Right in the centre - No sense in the census


By Ken Waddell

Neepawa Banner & Press

story in this week’s paper is titled Census behind schedule due to difficulty recruiting.

It says, “If this year’s census rollout seemed a little disorganized to you, that could be due to the fact that the government had a hard time recruiting staff in rural areas."

85 people responded to us about the census and how it was being rolled out, with 31.8 per cent not receiving the census documents before the deadline of May 11– some of that percentage never received anything at all, while others got theirs after the deadline. About 21.2 per cent of the total respondents never received anything as of the date they replied.

Seems like the folks at the census office got caught a bit off guard which is strange, as the census does come along regularly every four years. They might be able to blame COVID -19 for the problems but it’s not as if they didn’t have warning. After all, we have been struggling with C-19 for nearly 16 months.

Some of the concerns we heard were that census workers weren’t properly identified when they came calling. Some were just pulling up in vans or cars and going to people’s doors without much explanation. With C-19 rules and fears along with all the issues with “strange” vehicles running around in rural ares, it’s no wonder some people were annoyed or apprehensive.
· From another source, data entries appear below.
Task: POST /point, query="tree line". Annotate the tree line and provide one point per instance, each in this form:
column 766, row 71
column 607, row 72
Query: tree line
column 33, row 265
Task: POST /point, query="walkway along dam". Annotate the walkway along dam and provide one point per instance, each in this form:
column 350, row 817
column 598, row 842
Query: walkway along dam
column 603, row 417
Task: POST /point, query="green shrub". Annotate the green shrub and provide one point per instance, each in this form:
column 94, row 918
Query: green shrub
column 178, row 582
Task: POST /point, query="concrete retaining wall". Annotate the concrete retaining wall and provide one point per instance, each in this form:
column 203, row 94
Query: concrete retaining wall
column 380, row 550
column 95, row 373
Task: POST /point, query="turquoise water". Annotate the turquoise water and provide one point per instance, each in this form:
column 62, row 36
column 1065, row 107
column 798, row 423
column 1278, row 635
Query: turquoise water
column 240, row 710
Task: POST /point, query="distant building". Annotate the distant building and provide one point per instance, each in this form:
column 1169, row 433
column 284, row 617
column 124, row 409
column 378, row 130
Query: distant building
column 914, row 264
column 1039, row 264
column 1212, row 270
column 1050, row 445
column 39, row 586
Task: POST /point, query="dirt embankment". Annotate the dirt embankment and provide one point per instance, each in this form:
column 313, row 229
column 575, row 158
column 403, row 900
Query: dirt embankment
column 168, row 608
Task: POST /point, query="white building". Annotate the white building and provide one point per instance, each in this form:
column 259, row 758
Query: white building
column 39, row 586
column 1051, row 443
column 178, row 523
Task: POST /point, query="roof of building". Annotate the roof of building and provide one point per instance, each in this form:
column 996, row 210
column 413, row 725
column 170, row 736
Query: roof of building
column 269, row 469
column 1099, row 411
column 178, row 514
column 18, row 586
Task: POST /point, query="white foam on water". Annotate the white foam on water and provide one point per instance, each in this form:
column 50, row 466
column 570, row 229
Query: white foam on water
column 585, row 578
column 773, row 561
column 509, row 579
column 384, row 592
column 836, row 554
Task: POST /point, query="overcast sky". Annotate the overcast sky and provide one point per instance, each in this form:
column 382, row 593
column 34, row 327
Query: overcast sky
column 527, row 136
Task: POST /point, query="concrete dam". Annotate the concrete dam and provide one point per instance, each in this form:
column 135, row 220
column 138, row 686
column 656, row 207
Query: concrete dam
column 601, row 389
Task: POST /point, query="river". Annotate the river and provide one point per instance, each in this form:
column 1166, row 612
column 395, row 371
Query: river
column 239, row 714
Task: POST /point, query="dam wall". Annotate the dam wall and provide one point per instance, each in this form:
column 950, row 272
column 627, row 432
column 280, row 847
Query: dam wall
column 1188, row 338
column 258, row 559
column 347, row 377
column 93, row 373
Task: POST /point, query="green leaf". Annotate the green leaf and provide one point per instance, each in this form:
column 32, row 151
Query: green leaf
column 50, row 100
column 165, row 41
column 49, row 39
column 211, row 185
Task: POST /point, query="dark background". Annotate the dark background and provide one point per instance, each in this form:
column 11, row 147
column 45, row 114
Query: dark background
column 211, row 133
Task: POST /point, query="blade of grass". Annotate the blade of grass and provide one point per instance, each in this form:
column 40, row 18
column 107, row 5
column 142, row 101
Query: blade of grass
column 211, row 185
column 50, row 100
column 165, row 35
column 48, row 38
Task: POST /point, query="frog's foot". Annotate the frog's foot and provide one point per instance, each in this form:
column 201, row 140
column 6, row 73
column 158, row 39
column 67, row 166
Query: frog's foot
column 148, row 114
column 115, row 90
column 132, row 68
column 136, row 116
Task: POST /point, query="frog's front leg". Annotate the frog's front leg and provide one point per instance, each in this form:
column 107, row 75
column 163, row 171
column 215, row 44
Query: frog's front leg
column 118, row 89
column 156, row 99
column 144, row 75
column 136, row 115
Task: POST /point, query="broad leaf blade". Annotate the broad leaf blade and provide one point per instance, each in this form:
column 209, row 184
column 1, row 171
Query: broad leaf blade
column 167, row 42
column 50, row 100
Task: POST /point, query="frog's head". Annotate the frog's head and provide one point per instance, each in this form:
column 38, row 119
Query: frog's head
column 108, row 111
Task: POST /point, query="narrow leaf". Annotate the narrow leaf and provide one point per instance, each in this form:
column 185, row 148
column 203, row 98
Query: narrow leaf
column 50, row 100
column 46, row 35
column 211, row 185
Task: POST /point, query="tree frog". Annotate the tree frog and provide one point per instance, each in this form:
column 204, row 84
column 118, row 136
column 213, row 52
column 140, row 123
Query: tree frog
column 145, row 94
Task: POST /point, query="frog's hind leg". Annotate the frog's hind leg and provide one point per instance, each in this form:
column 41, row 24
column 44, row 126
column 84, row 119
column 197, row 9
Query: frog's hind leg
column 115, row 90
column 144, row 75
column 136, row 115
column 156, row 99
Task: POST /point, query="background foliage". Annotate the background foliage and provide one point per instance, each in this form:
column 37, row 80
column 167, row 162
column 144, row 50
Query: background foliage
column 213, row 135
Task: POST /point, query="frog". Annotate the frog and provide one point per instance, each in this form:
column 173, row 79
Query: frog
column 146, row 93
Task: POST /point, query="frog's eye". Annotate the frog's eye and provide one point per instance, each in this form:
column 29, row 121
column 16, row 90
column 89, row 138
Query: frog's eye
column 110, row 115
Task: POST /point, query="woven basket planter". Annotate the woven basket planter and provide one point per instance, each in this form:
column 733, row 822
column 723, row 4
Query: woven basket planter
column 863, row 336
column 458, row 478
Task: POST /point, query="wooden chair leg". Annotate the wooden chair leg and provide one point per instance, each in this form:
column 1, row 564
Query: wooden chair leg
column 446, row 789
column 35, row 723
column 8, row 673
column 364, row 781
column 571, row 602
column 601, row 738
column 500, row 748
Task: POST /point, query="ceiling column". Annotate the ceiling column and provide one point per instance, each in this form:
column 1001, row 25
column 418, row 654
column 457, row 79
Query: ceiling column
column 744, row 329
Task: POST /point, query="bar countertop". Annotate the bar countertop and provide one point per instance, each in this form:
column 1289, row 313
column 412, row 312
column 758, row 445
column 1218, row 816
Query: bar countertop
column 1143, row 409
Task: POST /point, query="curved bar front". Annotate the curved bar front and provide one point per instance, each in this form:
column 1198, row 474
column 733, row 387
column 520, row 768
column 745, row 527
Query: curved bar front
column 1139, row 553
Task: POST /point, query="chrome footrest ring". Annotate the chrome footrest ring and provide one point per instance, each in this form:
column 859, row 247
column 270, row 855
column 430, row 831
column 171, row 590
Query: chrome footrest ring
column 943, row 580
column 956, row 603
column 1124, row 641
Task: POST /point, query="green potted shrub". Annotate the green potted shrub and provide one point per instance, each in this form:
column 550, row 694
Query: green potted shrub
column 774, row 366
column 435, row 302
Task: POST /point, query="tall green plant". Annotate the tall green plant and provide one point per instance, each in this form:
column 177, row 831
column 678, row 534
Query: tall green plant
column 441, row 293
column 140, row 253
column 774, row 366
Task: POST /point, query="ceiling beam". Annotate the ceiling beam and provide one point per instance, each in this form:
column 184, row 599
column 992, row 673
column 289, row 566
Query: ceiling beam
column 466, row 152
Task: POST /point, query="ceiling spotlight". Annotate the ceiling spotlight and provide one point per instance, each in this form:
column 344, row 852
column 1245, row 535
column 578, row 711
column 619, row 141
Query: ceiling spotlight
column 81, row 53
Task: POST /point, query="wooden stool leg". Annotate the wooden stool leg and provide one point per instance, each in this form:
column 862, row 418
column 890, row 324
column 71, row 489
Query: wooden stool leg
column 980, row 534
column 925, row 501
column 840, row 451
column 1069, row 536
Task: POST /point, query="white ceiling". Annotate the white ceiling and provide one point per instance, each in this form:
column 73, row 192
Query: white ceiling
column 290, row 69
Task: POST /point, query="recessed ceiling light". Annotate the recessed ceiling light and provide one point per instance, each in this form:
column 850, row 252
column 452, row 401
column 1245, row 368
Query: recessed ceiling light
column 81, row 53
It’s always amazing how ill-prepared governments are for rolling out their programs. The communications people at all levels of government seem to think that people will just “know” what’s going on.

Admittedly, the Census people did place an ad in the local newspapers, but by coming out on May 7, it was a little late to inform the public about a May 11 deadline. Somebody dropped the ball on that score for sure. Don’t get me wrong, the ad was appreciated but if they would ask any experienced newspaper person or advertiser, they would know it takes more than one ad to get the majority of people in the know for an event or a product. And an ad has to be out more than four days ahead of the event or deadline.

I am sure they also used some social media, but there are limitations with that approach, too. Not everyone, by any means, looks at social media. In case the government hasn’t heard, not everybody is on social media and certainly not all the time. Some people don’t have good enough internet access to even be bothered with social media. Various levels of government have been promising better cell service and better internet service for decades now and, quite frankly, those services are still pretty sketchy in many areas.

And while I am on that kick, I may as well keep going. People will post on social media and get 40, 50 or 60 responses. That’s nice and it is a helpful way to spread the message. But please understand that is 40, 50 or 60 responses when the  Rivers Banner can be accessed by over 4,400 people each week and the Neepawa Banner & Press is accessed by over 25,000 people within the region each week. To get a message across, one needs to use the newspapers, social media, radio and TV and need to do so multiple times. Advertising pays off and most businesses but organizations fall far short of their potential by not getting their message out soon enough, far enough and often enough.

I find it fascinating how good communications can be and yet how bad they can be at times. We think we have really progressed. Here’s an illustration about how we aren’t as up-to-date as we might think we are. In 1900, a grain based farm organization with its headquarters in Winnipeg ran into a problem. They decided they needed to bring in their president to deal with the issue. The problem was the president lived on his farm north of Regina. They sent a telegram at about 3 in the afternoon. The telegraph operator typed out the message, sent it by horse and buggy to the farm with orders to wait for the president to come back with him to the local train/telegraph station. He did just that and got on the next train. He was in Winnipeg early the next morning for the meeting. Not bad for 120 years ago. Is there a lesson in organization in there somewhere?